Self-talk is the most important talk we have. I have criticized myself just about to death! But one day, while I was brushing my teeth, I was criticizing their every stain. My hair looked so straight and boring (again) as I looked in the mirror. And that voice inside my head cranked up again.
“You should die your hair a different color, you should whiten your teeth, you’re too round…” and, then (this was so wild!), spitting toothpaste foam all over my mirror I yelled, “STOP IT! I can’t do this anymore! I’m 63 years old, for crying out loud. I want to love me. I want to fall in love with me! I’m all I’ve got left!”
Next thing I knew, I was in my bedroom, naked, glaring at myself. But you know what? I couldn’t look at me with that much hatred anymore. It wasn’t fair. I just couldn’t be that mean to me anymore!
No, I’m not perfect, but I am who I am. At 63, I’ve run out of time to recreate myself as a tall, blue-eyed blonde. Looking into the stark reality of that mirror, I decided to see what parts of me I could love. (This is so cool, you should totally try it!)
Have you been waiting a long time to love yourself, too? I lead a lot of women’s retreats. When we talk about self-love at these retreats, we find most of us have done a great job of loving others, but we’re not very skilled at self-love.
In my showdown with that mirror, I decided to be kind to myself. I’ve aged pretty well. All those years of daily yoga and walks have paid off.

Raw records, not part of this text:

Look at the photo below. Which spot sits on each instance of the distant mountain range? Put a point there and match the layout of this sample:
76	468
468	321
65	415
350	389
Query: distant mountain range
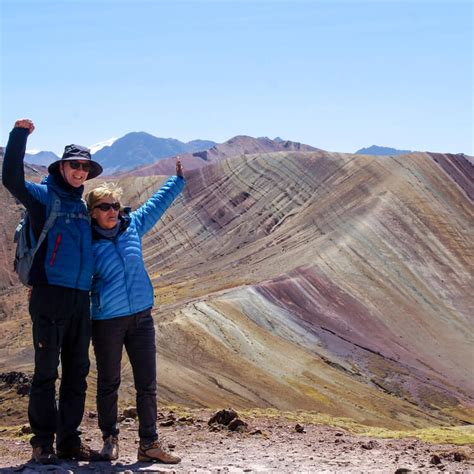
157	155
381	150
140	148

The curves in the body I was born into are rather pretty, actually. No, my round body doesn’t resemble the emaciated ones we see in magazines or the tummy-tucked girls of TV. Like you, I have a real body that has taken good care of me instead.
Accepting the gift of our lives is so important. Claiming what we have – instead of mourning what we’ll never have – brings freedom to our chained up souls.
Most of us who have born and reared kids, worked for a living, and given ourselves away to others look like it. And you know what? I think that’s okay. Actually, it’s better than okay! It’s pure, organic awesomeness!
My eyes are still as dark as a winter’s night. When I look into them, I see the deep pools of wisdom that age and life and death have brought to me. I have a generous smile, and I give it away freely. All in all, the woman I was looking at was pretty cool.
Self-acceptance is a doorway to self-love. When I looked at myself in the mirror that day, an avalanche of new feelings started tumbling out. I decided I like me.
I’m a great woman. I’m kind and generous. I’m funny. I’m attractive; I have fun with clothes and makeup. I make a mean gin and tonic (the way my mother-in-law taught me, “Does it have enough gin?”). I take really good care of the people I love. I’m ethical. I’m kind to kids and animals.
Make a list of your attributes! I’ll bet you’ve got a whole list of wonderful traits. Read the list out loud and experience the power of self-acceptance!
This whole self-love, self-approval, self-affection thing is just so awesome! As the autumn breezes blow in the change of seasons, I’m ready to find out just how deep this self-love can go. Because I have a feeling that the deeper I go, the happier I’ll be!
Have you experimented with self-love? Would upping your self-care and self-feeding as the seasons change help you love yourself even more? Try it and let me know how it feels!